As pressure on the industry grows to clean up its act, there is growing momentum in Iraq to cut flaring and use the gas to provide vital power supplies in a country with a booming population that is rebuilding after years of war. Shell is leading the way
Like so many major oil producers, Iraq has long failed to give its neglected natural gas resources the attention they merit. With more than 130 trillion cubic feet in proven reserves, the country ranks just outside the world’s top 10 in terms of gas wealth.
And yet, lacking the infrastructure to put it to good use, Opec’s No 2 oil producer continues to flare more than 50 per cent of the gas it produces.
But as pressure on the industry grows to clean up its act, there is growing momentum in Iraq to cut flaring and use the gas to provide vital power supplies in a country with a booming population that is rebuilding after years of war. Royal Dutch Shell is leading the way, through the Basrah Gas Co (BGC) joint venture, and others are showing interest too.
Shell’s decision to quit oil operations in Iraq last year and focus on gas was well timed. Baghdad now has the funds—and the political will, it seems—to pay for a renewed push to develop gas. And it is starting to yield tangible results.

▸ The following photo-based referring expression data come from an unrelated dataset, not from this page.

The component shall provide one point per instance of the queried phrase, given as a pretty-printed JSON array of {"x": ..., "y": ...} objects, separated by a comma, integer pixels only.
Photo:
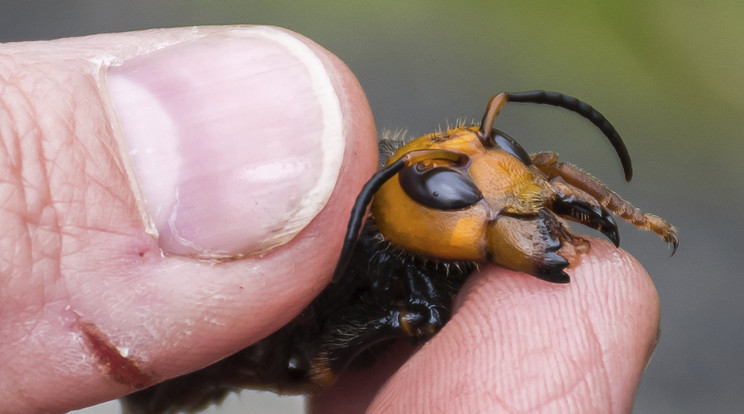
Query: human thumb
[{"x": 168, "y": 197}]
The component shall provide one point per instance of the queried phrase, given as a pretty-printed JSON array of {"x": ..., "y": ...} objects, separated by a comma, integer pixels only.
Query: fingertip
[{"x": 520, "y": 344}]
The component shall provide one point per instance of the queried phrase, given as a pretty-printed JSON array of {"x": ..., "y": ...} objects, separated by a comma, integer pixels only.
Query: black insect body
[
  {"x": 442, "y": 203},
  {"x": 387, "y": 295}
]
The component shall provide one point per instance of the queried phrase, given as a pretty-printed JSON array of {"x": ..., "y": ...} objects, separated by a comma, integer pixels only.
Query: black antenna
[{"x": 583, "y": 109}]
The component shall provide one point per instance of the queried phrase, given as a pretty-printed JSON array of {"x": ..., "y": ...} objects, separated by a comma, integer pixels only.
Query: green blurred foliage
[{"x": 667, "y": 73}]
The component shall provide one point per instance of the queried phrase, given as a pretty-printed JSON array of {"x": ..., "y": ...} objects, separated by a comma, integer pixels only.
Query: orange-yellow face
[
  {"x": 503, "y": 224},
  {"x": 473, "y": 193}
]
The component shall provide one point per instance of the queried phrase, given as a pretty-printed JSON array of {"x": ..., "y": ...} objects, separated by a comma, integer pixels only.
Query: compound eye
[
  {"x": 441, "y": 188},
  {"x": 508, "y": 144}
]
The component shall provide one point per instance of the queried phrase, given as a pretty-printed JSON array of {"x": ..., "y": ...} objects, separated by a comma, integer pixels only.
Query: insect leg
[{"x": 547, "y": 162}]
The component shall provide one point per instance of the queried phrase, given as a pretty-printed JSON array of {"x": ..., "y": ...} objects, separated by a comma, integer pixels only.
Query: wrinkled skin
[{"x": 75, "y": 249}]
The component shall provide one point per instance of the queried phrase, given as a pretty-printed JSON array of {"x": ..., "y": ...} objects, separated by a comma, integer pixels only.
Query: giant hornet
[{"x": 440, "y": 204}]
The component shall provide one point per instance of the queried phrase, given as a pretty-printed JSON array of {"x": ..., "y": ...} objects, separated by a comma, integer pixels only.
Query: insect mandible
[{"x": 441, "y": 203}]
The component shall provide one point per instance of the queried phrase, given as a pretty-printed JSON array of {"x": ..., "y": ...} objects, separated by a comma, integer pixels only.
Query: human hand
[
  {"x": 239, "y": 139},
  {"x": 82, "y": 263},
  {"x": 517, "y": 344}
]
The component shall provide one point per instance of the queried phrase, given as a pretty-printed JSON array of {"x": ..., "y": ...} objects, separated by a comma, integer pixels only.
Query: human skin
[{"x": 162, "y": 264}]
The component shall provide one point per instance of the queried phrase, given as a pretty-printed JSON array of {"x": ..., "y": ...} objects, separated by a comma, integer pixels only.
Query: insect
[{"x": 441, "y": 203}]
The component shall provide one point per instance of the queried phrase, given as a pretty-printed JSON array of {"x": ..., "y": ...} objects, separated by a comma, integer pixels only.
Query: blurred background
[{"x": 668, "y": 74}]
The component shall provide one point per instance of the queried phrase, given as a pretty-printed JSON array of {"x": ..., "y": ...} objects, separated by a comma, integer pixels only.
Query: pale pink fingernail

Over the past three years, BGC’s gas production in southern Iraq has roughly doubled and now exceeds 1 billion cubic feet per day. In February, the company took the final investment decision to raise output to 1.4 bcfd by 2021. In that same year it also expects to start exporting refrigerated liquefied petroleum gas to capture bigger profits in the Far East after expanding the Um Qasr marine terminal (EIF Feb.20’19).
Shell has not revealed the cost of the project, although BGC officials have said the company will spend $5 billion over the next four to five years.
But the joint venture is pushing ahead with the fabrication of two new 200 million cubic feet per day gas-processing trains, which Shell said are around 50 per cent complete and will be shipped to Iraq later this year for installation by China’s CPECC at the new Al-Ratawi natural gas liquids (NGLs) plant.
Crucially, BGC has a plot capable of accommodating five such trains. Sources say Iraq’s Oil Minister Thamer Ghadhban, who has pushed for progress on gas development for years, is keen to maintain the momentum that could take BGC toward its contractual production target of 2 bcfd.
In Iraqi Kurdistan, meanwhile, the Sharjah-based consortium led by Crescent Petroleum said last month that it would invest $700 million to bring an additional 500 of gas on line by 2022. And Russia’s Rosneft may finally start work on a major gas pipeline project this year, which could be a game changer for the region.
The BGC project is only designed to capture gas from the three giant oil fields awarded in Iraq’s first post-invasion licensing round, namely Rumaila, West Qurna-1 and Zubair. But there is plenty of scope to capitalise on Baghdad’s interest in producing associated gas and cutting back on flaring at Iraq’s other giant southern oil fields.
Total and Lukoil are teaming up to do just that. But it remains to be seen whether Ghadhban can muster the support he will need to negotiate an agreement that is sufficiently attractive to them.
The French and Russian firms sent a letter to Iraq’s oil ministry earlier this year with details of their plan for a large gas and petrochemicals project, and are waiting for "conceptual approval", Energy Intelligence has learned. The plan is understood to involve a 600 gas-processing unit, with facilities for extracting NGLs.
The gas feedstock would be supplied from West Qurna-2, which Lukoil is developing, and Majnoon, the field formerly operated by Shell which is now in the hands of the state-owned Basrah Oil Co. Sources say Lukoil and Total are ready to discuss details of the project with the ministry, and to prepare a framework agreement on commercial and contractual terms.
The heightened interest in developing Iraq’s gas resources comes as Washington leans on Baghdad to cut its energy dependence on Iran, which continues to provide its neighbor with gas and electricity. It is clearly in the Iraqi government’s financial, social and environmental interest to utilise the more than 1.5 bcfd of gas that it currently wastes at an estimated annual economic loss of more than $2 billion. The gas imports from Iran are costly too—Iran’s Oil Minister Bijan Zanganeh said this week that Baghdad has racked up gas debts to Tehran of around $1 billion.
But Zanganeh was speaking during a visit to Iran by a high-level Iraqi delegation, led by Prime Minister Adel Abdel Mahdi. The visit sent further signals that, however hard the US pushes, the growing cooperation between the two countries in energy and other areas will surely continue. Mounting US pressure on Iran did not prevent Iraq from awarding contracts to US firms last year, when Baker Hughes GE clinched a deal to process 200 of associated gas at the Nassiriyah and Garraf oil fields. However, it could complicate future plans, with Exxon Mobil, Chevron and Baker Hughes GE among those looking at further oil and gas opportunities in Iraq.